[Date Prev][Date Next][Thread Prev][Thread Next][Date Index][Thread Index]
Re: Most used words in current buffer
From: |
Udyant Wig |
Subject: |
Re: Most used words in current buffer |
Date: |
Sun, 22 Jul 2018 01:09:25 +0530 |
User-agent: |
Mozilla/5.0 (X11; Linux x86_64; rv:52.0) Gecko/20100101 Thunderbird/52.9.1 |
On 07/21/2018 11:52 PM, Stefan Monnier wrote:
>> (defun buffer-most-used-words-2 (n)
>> "Make a list of the N most used words in buffer."
>> (let ((counts (avl-tree-create (lambda (wc1 wc2)
>> (string< (first wc1) (first wc2)))))
>> (words (split-string (buffer-string)))
>
> If you want to go fast, don't use split-string+buffer-string.
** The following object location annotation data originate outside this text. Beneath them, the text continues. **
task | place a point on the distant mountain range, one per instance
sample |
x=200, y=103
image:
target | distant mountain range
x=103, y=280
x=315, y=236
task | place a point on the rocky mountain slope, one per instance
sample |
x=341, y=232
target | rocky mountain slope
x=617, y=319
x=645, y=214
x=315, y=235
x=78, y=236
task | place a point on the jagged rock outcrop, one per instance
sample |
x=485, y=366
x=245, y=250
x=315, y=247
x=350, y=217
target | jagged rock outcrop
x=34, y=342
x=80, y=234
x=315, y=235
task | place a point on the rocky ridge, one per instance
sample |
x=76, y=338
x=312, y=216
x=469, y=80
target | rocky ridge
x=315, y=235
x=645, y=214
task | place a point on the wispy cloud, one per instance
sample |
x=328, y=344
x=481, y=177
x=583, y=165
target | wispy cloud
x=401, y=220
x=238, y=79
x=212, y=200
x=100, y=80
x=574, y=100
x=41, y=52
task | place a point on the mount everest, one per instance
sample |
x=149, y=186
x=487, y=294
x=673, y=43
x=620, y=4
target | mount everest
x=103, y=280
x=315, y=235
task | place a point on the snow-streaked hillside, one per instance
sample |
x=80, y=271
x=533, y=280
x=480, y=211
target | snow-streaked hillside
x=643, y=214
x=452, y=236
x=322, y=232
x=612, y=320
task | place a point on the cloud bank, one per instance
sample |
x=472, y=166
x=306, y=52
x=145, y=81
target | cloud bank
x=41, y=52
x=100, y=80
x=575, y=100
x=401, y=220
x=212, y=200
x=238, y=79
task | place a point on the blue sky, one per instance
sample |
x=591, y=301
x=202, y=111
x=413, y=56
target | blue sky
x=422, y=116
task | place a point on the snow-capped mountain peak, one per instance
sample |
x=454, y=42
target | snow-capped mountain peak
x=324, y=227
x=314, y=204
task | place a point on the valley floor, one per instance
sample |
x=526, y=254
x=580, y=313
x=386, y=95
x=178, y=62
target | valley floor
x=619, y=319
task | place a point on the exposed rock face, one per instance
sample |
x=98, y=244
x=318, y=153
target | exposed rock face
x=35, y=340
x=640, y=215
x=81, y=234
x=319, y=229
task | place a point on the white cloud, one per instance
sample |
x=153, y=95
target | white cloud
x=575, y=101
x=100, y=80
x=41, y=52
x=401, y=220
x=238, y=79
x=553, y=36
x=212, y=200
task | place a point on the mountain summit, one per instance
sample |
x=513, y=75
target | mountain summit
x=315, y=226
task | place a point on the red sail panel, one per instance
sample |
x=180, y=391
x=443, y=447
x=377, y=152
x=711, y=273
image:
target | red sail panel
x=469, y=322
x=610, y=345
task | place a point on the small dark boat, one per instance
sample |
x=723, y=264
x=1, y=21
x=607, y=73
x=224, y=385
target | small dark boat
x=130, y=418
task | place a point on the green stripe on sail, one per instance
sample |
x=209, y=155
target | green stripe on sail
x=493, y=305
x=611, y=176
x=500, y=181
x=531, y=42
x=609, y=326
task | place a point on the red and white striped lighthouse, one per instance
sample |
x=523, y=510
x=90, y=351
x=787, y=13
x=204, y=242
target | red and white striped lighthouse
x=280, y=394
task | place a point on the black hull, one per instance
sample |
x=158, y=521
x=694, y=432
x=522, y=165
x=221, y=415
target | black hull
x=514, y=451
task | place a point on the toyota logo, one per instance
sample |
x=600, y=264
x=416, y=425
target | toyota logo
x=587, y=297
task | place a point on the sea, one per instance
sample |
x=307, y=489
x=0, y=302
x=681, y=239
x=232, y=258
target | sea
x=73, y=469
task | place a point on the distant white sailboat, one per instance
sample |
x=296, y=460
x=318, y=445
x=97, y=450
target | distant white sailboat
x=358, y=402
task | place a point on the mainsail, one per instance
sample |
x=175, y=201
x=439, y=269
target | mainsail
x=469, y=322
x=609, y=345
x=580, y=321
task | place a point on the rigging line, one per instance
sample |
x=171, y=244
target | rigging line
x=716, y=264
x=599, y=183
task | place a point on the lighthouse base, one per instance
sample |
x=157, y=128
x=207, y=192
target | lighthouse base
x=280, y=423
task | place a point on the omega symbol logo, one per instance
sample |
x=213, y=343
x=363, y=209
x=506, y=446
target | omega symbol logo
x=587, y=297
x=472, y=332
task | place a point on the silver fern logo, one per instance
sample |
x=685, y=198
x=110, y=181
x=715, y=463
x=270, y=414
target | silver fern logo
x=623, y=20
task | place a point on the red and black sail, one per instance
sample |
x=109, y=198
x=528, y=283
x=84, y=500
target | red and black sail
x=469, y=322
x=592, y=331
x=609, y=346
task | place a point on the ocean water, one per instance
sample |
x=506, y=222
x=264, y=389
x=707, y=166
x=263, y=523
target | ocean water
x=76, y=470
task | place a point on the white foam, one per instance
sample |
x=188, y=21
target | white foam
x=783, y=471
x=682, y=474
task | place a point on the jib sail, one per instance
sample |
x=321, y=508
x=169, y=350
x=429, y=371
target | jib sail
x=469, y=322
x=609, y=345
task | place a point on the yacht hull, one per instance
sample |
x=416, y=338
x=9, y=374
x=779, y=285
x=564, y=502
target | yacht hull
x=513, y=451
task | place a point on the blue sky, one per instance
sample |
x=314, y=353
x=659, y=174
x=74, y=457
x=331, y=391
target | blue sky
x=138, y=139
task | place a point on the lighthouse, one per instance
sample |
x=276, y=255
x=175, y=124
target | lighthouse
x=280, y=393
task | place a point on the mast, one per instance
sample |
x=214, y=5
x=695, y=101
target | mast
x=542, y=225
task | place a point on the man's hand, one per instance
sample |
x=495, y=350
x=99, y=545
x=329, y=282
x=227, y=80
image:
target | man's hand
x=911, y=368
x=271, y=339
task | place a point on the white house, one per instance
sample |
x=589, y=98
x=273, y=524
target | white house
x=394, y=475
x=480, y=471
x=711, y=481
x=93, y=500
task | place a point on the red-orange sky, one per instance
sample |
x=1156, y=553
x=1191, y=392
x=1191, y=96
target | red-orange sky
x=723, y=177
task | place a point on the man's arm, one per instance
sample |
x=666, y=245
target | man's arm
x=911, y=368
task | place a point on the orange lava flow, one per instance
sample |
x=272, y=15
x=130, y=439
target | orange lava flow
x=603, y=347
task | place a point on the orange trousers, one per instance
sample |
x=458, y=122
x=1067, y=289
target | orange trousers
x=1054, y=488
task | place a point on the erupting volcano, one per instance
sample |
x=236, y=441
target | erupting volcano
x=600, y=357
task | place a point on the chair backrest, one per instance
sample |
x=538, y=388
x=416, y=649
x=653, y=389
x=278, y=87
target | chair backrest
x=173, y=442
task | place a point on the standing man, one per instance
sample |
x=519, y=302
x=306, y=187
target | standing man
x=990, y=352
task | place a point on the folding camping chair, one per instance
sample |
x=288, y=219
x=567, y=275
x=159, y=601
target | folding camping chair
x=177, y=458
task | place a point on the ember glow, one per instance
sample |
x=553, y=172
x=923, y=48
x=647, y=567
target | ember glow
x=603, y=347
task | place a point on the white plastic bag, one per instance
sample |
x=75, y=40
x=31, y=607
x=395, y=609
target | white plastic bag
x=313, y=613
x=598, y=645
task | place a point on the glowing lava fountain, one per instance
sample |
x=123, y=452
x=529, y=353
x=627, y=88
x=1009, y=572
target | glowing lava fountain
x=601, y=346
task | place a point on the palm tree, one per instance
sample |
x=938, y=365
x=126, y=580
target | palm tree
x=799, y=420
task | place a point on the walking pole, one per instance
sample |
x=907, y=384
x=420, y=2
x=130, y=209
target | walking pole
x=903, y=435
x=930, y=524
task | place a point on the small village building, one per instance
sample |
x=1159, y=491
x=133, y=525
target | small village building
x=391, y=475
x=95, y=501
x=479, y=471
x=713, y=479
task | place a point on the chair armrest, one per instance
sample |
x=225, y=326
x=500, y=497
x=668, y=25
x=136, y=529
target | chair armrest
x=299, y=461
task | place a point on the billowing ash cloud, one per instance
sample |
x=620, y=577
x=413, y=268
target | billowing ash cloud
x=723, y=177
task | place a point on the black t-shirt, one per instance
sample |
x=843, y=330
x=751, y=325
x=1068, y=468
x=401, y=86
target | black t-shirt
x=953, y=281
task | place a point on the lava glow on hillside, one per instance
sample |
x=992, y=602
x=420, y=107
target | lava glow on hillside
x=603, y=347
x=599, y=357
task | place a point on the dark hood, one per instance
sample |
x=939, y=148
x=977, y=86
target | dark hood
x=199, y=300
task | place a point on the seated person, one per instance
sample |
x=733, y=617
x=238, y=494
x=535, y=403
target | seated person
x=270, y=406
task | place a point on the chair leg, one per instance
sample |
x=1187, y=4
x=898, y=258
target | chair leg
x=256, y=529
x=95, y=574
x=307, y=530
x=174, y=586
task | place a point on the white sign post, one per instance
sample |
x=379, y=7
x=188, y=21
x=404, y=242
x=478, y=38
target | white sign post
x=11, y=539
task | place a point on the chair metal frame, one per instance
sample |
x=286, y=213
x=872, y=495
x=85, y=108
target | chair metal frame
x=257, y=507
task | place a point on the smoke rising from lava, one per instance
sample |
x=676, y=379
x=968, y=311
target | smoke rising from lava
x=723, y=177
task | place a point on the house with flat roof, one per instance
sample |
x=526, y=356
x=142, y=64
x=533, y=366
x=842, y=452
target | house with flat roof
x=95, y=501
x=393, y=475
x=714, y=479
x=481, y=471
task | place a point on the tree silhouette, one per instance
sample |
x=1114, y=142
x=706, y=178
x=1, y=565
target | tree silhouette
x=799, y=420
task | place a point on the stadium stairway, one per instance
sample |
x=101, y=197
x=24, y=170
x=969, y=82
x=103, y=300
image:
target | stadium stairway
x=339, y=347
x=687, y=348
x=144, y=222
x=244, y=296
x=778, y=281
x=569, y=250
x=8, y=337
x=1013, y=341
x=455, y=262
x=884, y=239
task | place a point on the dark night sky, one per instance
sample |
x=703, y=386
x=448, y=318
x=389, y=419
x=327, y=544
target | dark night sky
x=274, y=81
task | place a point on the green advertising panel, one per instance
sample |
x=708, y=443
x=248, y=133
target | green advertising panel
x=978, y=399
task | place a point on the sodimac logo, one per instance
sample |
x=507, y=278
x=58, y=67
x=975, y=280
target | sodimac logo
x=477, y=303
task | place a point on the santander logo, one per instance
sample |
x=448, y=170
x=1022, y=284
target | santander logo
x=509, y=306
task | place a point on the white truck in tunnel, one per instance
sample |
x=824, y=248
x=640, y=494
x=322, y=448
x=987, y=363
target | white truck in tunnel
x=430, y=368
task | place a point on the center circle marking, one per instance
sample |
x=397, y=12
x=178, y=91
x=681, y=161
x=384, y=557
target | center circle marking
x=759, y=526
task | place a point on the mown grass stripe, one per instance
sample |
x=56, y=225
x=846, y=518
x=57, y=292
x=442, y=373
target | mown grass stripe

Scan
> through the buffer and extract each word with buffer-substring
> directly.
>
>> (let ((element (avl-tree-member counts (list (downcase word)
>>0))))
>
> I'd use a hash-table (implemented in C) rather than an avl-tree
> (implemented in Elisp).
After spending (too) many hours on this, I believe that I have a better
solution.
---
(require 'cl-lib)
;; Can this hack be made better?
(defun whitespace-p (char)
(or (eq char 9) (eq char 10) (eq char 13)) (eq char 32))
(defun buffer-most-used-words-3 (n)
"Make a list of the N most used words in buffer."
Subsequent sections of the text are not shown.